In a unanimous decision, the high court overturned a February King County Superior Court ruling that had found that Prosecutor Dan Satterberg's decision to seek the death penalty against Christopher Monfort was invalid because he relied on a mitigation investigation by his office, rather than waiting for evidence from the defense. The Supreme Court reinstated the death penalty notice, and sent the case back to the trial court to proceed.
Monfort is accused of killing Officer Tim Brenton and wounding another officer as they sat in a patrol car Oct. 31, 2009, as well as setting fires to police cars earlier that month. Monfort was wounded by police during his arrest about a week later in Tukwila. He is paralyzed from the waist down and confined to a wheelchair.
Nearly 10 months after Monfort was arraigned, Satterberg announced he would seek the death penalty. At the time, his office had conducted interviews with more than two dozen of Monfort's friends, acquaintances and family members to see if there was mitigating evidence.

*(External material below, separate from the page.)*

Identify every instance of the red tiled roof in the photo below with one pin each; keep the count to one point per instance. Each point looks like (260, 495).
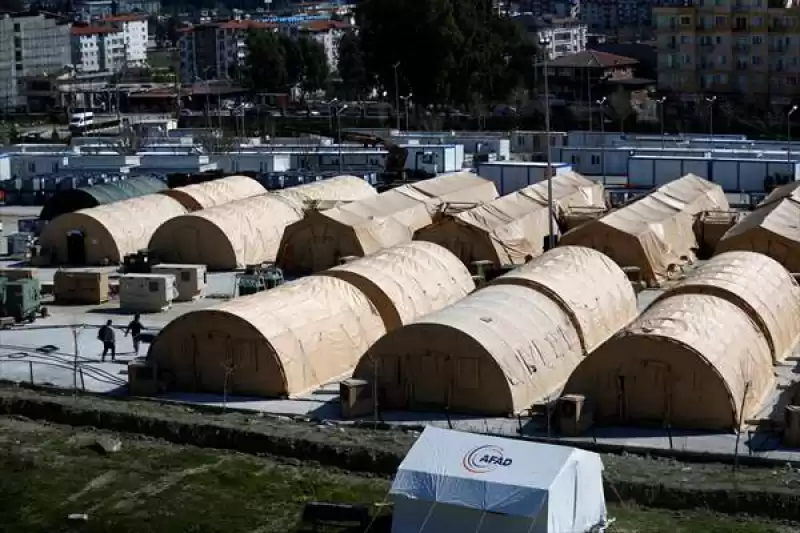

Satterberg had not considered any mitigating evidence presented by defense attorneys, because they hadn't given him any.
Under state law, mitigating circumstances that could merit leniency include mental disturbance or disease.
The court wrote that Satterberg "properly exercised his discretion to file a death penalty notice."
Satterberg said he was "pleased that the Washington State Supreme Court has upheld our exercise of discretion in this important case."
"For the past 30 years, we have followed the same careful process in reviewing potential death penalty cases," he said in a written statement.
A hearing in Monfort case is scheduled for Friday before King County Superior Court Judge Ronald Kessler.
The case is State v. Monfort, docket number 88522-2.